Catch phrase: CONFRONT WITH STRENGTH
The point: How are patient's view their pain or injury influences both their behaviours and their sensitivity. Finding ways to change this narrative can be helpful. It might also be relevant the idea of expectancy violation to change pain but I'll stay away from that topic for now.
Sometimes treating pain or disability is like trying to change your patients' favourite colour. They tell you they like Blue and you are convinced that they should start liking Red.
Changing opinions is tough and since "Pain is the opinion of the Brain" we have to change that opinion. But how do we change opinions? Just tell someone that they now like red? That doesn't usually work and can even lead to the backfire effect. (more reading here and some nice podcasts too).
As therapists we are often trying to change the false beliefs that our patients have about their body, their pain and what they think they can and can not do. Movement behaviours might be sensitizing the patient and those movement behaviours might be predicated upon a number of other factors. Addressing those factors allows those sensitizing movements to change. More specifically, finding those beliefs, especially ones that might be continuing to sensitize the patient, informs our choices of what type of pain education Key Messages you might want to deliver which in turn allows an enhancement of the other treatment options.
For example, the idea behind confronting with strength might be especially relevant for those who choose avoidance strategies for their pain. People may feel that they are weak and frail and that they have the most "messed up shoulder their doctor has ever seen". I believe that we should start with the assumption that our patients are strong, stable, robust and capable of adaptation.

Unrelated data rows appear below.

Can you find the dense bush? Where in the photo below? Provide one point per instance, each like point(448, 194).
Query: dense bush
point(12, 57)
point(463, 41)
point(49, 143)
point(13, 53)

How do you know your patient's can adapt? There are two criteria:
2. Not dead.
So now we can look for things to challenge their beliefs about their predicament. We are looking for things specific to the person that might lead them to reconsider their views of themselves. Two options are below (but there are certainly others):
1. From their history
Finding something in their history that might challenge their beliefs. Do they have good days on vacation? Was their pain better when they slept better? Have they had a couple of days where the pain was much less? Have they been forced to be physically active yet didn't really feel a lot of pain? Did their pain start without any physical trauma? Variations in pain or success with physical activity all lead to the notion that pain is different from damage or that pain might be more about sensitivity than injury. Or these anomalies in their history leads to the idea that physical activity and doing things that are meaningful to them are not only not damaging but can be helpful. We are almost trying to find something the patient might already know but we now "allow" them to believe it.
2. From their physical exam
Physical exams typically suck...for finding a structural source of nociception that is. We should totally try to rule out red flags and any tissue that requires healing or repair but after that they are pretty poor. Essentially, the tests just tell us what movement hurts. So how can we flip these tests? Lets find all things that are great about the exam. Like..."That is one sweet Neer's test you have there" or "You're SI joint is wonderfully stable"..."that is one luscious ACL" Or if you do a quick symptom modification test like a Scapular Assistance Test you point out how a subtle change means that their pain is certainly more about sensitivity than pain since there is no way they healed in 2 minutes.
There are certainly other ways to do this but in summary the steps might look like this:
1. Find the contributors or beliefs the patient has that might be sensitizing them
2. Consider what pain science key message might be relevant to reconceptualize their predicament
3. Consider what factors in their history or in their current abilities that reinforce that key message
This is essentially the biopsychosocial approach. Those three areas are addressed together and they each reinforce one another. No one ignores the bio here. We just amplify the mechanical components of our therapy with the other spheres.